Scipdf Parser Save

Python PDF parser for scientific publications: content and figures

Project README

SciPDF Parser

A Python parser for scientific PDF based on GROBID.

Installation

Use pip to install from this Github repository

pip install git+https://github.com/titipata/scipdf_parser

Note

We also need an en_core_web_sm model for spacy, where you can run python -m spacy download en_core_web_sm to download it
You can change GROBID version in serve_grobid.sh to test the parser on a new GROBID version

Usage

Run the GROBID using the given bash script before parsing PDF.

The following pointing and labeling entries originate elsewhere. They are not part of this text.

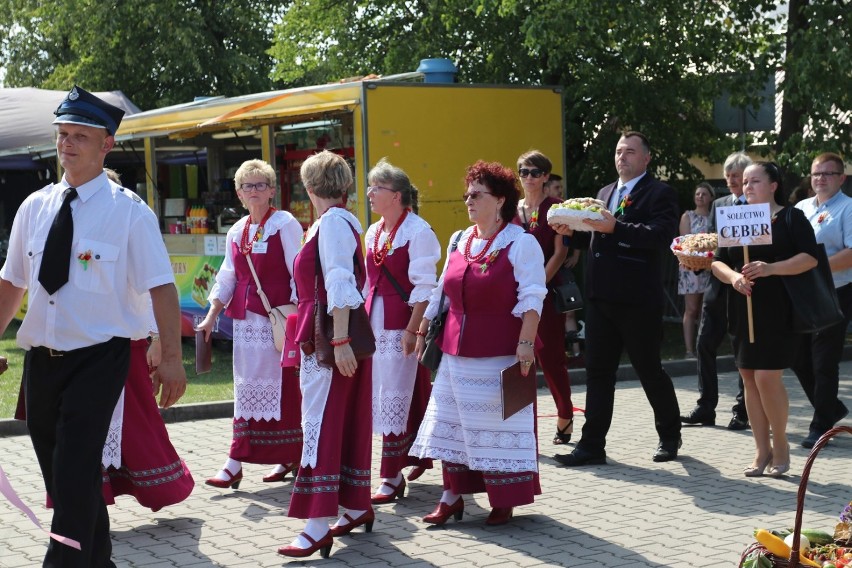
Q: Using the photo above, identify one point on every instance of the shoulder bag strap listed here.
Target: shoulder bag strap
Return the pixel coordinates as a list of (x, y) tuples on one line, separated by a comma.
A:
[(266, 305), (395, 284), (443, 293)]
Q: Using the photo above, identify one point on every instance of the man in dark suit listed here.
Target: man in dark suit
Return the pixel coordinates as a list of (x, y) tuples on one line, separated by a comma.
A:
[(625, 300), (714, 319)]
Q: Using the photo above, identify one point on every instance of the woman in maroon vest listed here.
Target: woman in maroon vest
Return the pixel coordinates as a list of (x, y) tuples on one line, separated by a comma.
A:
[(534, 171), (266, 397), (402, 251), (494, 285), (335, 466)]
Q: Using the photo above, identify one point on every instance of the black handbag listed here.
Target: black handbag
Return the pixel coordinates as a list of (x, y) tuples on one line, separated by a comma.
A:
[(432, 354), (814, 301), (566, 296)]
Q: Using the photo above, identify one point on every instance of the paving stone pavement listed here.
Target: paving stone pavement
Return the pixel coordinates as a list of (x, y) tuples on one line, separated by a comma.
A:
[(697, 511)]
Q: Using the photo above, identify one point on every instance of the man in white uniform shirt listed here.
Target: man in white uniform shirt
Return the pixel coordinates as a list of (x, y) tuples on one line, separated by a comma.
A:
[(818, 361), (81, 318)]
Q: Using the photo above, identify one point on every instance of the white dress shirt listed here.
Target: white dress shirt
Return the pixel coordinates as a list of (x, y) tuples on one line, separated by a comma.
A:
[(118, 256)]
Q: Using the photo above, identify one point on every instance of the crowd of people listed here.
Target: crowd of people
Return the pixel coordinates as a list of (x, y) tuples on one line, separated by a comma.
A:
[(493, 299)]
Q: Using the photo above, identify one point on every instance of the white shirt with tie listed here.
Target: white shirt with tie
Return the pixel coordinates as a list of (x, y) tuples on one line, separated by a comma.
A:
[(617, 195), (118, 255)]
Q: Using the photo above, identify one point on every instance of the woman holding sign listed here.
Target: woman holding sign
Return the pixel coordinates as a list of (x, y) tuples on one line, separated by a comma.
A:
[(754, 272), (494, 285)]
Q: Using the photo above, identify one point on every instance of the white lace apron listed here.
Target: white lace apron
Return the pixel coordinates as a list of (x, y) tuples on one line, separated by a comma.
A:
[(257, 370), (464, 420), (393, 375)]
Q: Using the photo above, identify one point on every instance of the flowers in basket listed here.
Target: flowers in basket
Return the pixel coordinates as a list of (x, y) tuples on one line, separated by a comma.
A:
[(817, 548)]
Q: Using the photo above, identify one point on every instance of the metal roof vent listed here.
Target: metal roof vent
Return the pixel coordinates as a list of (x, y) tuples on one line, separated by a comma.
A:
[(439, 70)]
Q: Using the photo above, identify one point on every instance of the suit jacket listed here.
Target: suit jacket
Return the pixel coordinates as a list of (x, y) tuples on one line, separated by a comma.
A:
[(715, 291), (625, 266)]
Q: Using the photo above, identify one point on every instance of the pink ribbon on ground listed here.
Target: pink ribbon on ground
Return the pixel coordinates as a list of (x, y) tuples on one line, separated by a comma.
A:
[(9, 492)]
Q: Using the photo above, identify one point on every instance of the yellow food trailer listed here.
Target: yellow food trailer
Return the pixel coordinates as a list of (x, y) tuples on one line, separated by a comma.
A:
[(431, 130)]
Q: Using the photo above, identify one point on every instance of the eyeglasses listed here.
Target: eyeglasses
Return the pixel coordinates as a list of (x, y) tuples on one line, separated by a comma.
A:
[(535, 172), (818, 175), (375, 188), (475, 195), (249, 187)]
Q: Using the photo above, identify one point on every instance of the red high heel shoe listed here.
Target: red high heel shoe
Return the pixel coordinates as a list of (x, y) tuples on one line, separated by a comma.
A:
[(323, 545), (416, 472), (499, 516), (365, 519), (443, 512), (273, 477), (233, 481), (381, 498)]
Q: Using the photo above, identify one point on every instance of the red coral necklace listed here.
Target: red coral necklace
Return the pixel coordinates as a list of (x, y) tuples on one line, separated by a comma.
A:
[(247, 244), (475, 235), (381, 253)]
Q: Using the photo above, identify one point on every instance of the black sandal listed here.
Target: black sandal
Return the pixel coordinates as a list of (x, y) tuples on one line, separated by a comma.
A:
[(563, 436)]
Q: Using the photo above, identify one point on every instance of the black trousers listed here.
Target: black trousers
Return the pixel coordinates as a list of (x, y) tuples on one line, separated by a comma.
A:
[(712, 330), (70, 400), (610, 329), (817, 367)]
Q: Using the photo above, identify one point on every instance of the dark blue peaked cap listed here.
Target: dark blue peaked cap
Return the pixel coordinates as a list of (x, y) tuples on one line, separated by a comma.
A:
[(82, 107)]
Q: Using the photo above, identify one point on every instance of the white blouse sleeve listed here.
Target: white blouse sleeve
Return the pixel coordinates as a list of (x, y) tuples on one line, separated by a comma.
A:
[(291, 240), (438, 290), (226, 277), (424, 252), (336, 249), (152, 321), (528, 265)]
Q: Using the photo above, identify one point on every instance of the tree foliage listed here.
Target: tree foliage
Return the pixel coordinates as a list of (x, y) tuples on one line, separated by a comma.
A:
[(651, 66), (158, 53)]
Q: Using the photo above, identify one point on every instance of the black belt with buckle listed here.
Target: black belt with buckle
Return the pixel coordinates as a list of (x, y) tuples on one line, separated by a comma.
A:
[(49, 351)]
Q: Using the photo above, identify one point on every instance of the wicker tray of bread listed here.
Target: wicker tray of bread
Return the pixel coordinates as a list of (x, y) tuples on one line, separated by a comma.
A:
[(695, 251), (573, 212)]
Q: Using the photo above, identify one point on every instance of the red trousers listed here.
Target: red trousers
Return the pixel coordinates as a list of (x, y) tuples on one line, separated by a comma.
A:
[(395, 447), (342, 474), (551, 357), (272, 441), (503, 489)]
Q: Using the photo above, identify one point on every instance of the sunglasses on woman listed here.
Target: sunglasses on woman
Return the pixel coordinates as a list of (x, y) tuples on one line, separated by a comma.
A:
[(475, 195), (534, 172)]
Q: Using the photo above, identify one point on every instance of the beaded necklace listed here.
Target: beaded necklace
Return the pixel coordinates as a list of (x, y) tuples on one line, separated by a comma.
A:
[(475, 235), (247, 244), (381, 253)]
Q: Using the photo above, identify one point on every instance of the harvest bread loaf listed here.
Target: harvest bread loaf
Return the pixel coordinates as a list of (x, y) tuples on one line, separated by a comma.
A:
[(576, 210), (695, 251)]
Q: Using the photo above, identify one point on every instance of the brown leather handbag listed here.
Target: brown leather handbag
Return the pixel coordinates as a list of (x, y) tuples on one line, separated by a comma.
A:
[(363, 342)]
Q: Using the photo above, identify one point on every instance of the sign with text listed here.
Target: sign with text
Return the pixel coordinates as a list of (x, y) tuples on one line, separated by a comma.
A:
[(744, 225)]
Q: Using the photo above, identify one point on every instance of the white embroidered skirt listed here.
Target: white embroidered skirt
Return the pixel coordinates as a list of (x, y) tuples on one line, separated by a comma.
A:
[(464, 420), (393, 376), (257, 370)]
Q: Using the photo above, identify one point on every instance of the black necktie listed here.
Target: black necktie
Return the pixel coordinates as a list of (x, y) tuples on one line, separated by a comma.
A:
[(621, 191), (56, 260)]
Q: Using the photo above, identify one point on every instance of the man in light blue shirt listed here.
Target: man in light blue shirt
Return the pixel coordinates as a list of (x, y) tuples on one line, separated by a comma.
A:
[(817, 366)]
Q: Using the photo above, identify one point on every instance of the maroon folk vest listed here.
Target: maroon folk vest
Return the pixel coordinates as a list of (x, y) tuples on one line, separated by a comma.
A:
[(397, 311), (480, 321), (272, 272), (305, 268)]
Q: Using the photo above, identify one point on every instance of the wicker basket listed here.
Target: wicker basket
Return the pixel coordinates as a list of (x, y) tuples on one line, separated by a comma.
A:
[(690, 261), (793, 561)]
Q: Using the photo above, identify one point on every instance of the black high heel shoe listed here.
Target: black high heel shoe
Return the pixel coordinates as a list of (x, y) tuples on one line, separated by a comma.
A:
[(563, 435)]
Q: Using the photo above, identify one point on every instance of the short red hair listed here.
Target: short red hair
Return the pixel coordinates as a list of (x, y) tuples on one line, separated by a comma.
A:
[(500, 181)]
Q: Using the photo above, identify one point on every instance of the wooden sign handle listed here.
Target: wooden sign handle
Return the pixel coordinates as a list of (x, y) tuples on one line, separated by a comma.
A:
[(748, 303)]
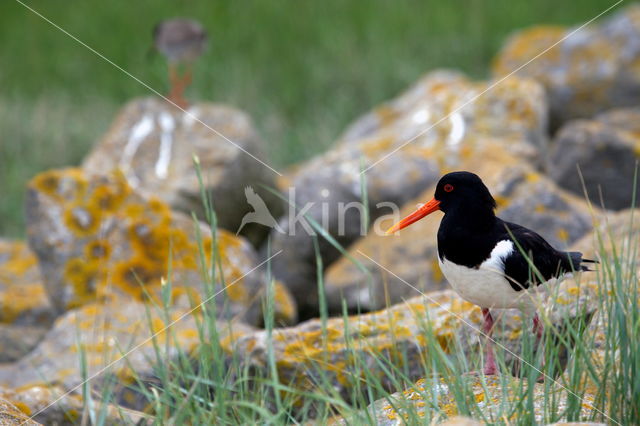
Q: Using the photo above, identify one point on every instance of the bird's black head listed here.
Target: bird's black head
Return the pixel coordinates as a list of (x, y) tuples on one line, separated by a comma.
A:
[(461, 193), (464, 191)]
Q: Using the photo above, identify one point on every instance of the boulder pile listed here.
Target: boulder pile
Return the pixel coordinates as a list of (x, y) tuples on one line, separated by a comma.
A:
[(124, 258)]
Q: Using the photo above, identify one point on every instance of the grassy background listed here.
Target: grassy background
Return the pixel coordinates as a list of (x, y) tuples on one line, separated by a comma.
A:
[(303, 69)]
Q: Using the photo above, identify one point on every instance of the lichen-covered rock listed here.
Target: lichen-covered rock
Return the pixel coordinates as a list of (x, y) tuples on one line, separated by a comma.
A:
[(592, 70), (11, 415), (404, 146), (523, 196), (18, 340), (444, 107), (616, 234), (23, 300), (25, 311), (116, 339), (308, 355), (428, 400), (96, 238), (153, 143), (50, 406), (606, 149)]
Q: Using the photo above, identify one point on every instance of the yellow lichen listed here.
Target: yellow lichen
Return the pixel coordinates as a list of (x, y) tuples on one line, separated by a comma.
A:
[(563, 235), (81, 275), (133, 275), (81, 220), (98, 250)]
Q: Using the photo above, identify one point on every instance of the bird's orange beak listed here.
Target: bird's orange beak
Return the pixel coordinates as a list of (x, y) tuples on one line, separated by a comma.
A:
[(423, 211)]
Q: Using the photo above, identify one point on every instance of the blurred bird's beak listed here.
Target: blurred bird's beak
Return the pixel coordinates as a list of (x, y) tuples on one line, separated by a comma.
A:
[(423, 211)]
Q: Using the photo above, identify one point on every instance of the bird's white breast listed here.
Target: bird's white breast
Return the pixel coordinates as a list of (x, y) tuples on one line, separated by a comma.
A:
[(486, 286)]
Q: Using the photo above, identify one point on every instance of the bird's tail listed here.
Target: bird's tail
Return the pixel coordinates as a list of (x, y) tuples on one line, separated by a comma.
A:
[(575, 257)]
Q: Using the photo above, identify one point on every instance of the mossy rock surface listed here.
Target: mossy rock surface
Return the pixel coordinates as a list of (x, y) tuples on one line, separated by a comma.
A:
[(154, 144), (404, 146), (599, 156), (96, 238), (587, 72), (116, 340), (523, 195)]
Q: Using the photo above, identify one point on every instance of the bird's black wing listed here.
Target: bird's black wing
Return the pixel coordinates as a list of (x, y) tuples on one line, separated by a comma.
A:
[(530, 247)]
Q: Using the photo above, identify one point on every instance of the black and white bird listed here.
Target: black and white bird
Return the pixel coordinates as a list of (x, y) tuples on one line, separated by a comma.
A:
[(488, 261)]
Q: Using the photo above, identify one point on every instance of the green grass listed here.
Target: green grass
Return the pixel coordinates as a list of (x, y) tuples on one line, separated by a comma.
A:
[(302, 69)]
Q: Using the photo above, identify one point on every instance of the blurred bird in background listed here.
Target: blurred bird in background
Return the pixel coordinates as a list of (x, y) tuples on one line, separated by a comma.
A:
[(181, 41)]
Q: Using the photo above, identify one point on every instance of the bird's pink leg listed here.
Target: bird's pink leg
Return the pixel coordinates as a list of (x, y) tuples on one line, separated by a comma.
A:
[(538, 330), (177, 83), (490, 368)]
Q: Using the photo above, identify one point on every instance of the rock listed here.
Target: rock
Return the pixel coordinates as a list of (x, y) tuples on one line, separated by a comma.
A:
[(18, 340), (153, 143), (511, 117), (50, 405), (403, 335), (591, 70), (25, 311), (23, 300), (11, 415), (614, 235), (95, 238), (606, 150), (116, 340), (447, 108), (494, 397), (523, 196)]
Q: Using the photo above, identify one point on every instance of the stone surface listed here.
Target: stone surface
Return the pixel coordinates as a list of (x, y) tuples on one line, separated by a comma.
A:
[(403, 335), (50, 406), (117, 340), (96, 238), (404, 145), (592, 70), (25, 311), (428, 400), (606, 149), (23, 300), (11, 415), (153, 143), (523, 196)]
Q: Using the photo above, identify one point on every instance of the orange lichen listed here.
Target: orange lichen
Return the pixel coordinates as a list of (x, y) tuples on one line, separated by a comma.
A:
[(81, 275), (133, 275), (284, 303), (47, 183), (98, 250), (17, 299), (106, 198)]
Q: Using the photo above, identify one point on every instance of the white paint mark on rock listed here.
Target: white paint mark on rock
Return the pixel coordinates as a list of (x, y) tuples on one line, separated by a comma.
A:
[(138, 134), (167, 125)]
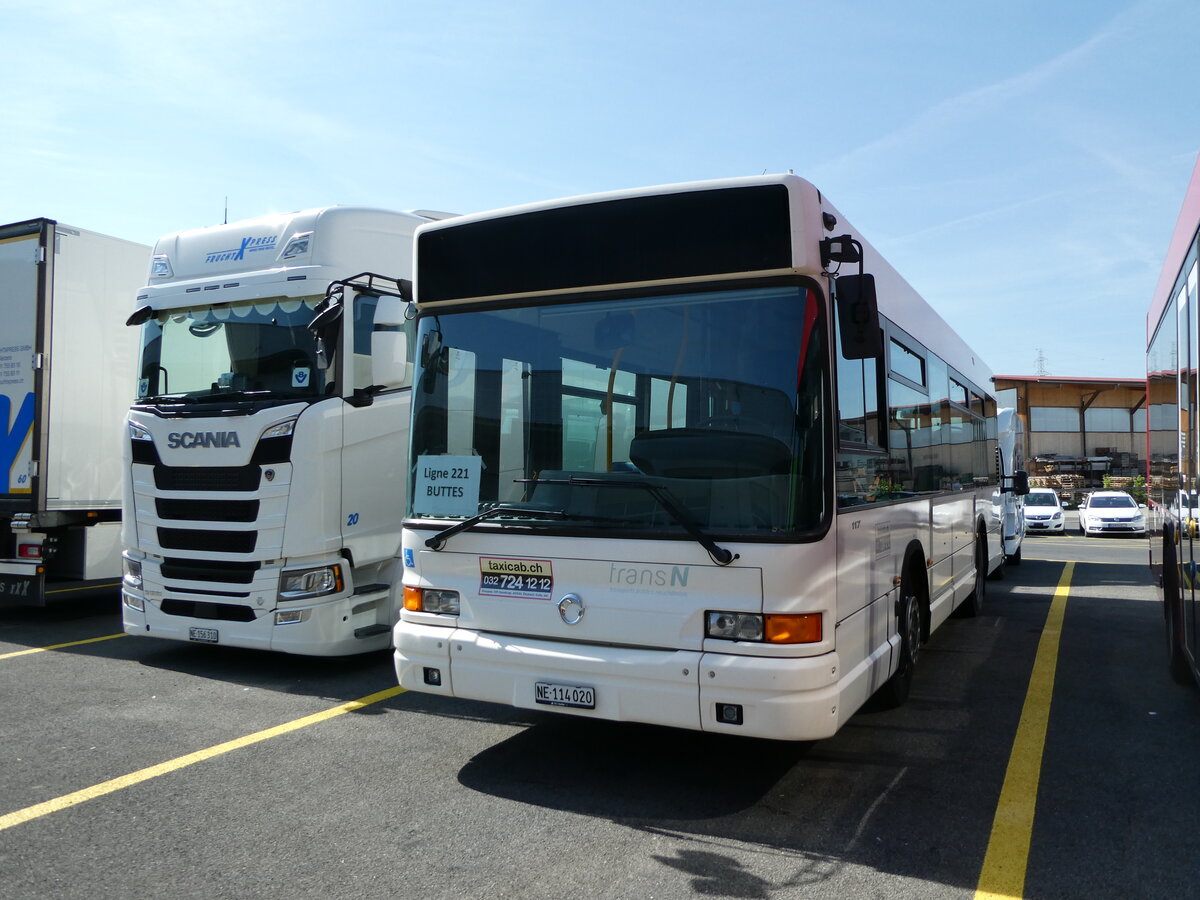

NOTE: the recommended way to run grobid is via docker, so make sure it's running on your machine. Update the script so that you are using latest version. Generally, at every version there are substantial improvements.

bash serve_grobid.sh

This script will run GROBID at default port 8070 (see more here). To parse a PDF provided in example_data folder or direct URL, use the following function:

import scipdf
article_dict = scipdf.parse_pdf_to_dict('example_data/futoma2017improved.pdf') # return dictionary
 
# option to parse directly from URL to PDF, if as_list is set to True, output 'text' of parsed section will be in a list of paragraphs instead
article_dict = scipdf.parse_pdf_to_dict('https://www.biorxiv.org/content/biorxiv/early/2018/11/20/463760.full.pdf', as_list=False)

# output example
>> {
    'title': 'Proceedings of Machine Learning for Healthcare',
    'abstract': '...',
    'sections': [
        {'heading': '...', 'text': '...'},
        {'heading': '...', 'text': '...'},
        ...
    ],
    'references': [
        {'title': '...', 'year': '...', 'journal': '...', 'author': '...'},
        ...
    ],
    'figures': [
        {'figure_label': '...', 'figure_type': '...', 'figure_id': '...', 'figure_caption': '...', 'figure_data': '...'},
        ...
    ],
    'doi': '...'
}

xml = scipdf.parse_pdf('example_data/futoma2017improved.pdf', soup=True) # option to parse full XML from GROBID

To parse figures from PDF using pdffigures2, you can run

scipdf.parse_figures('example_data', output_folder='figures') # folder should contain only PDF files

You can see example output figures in figures folder.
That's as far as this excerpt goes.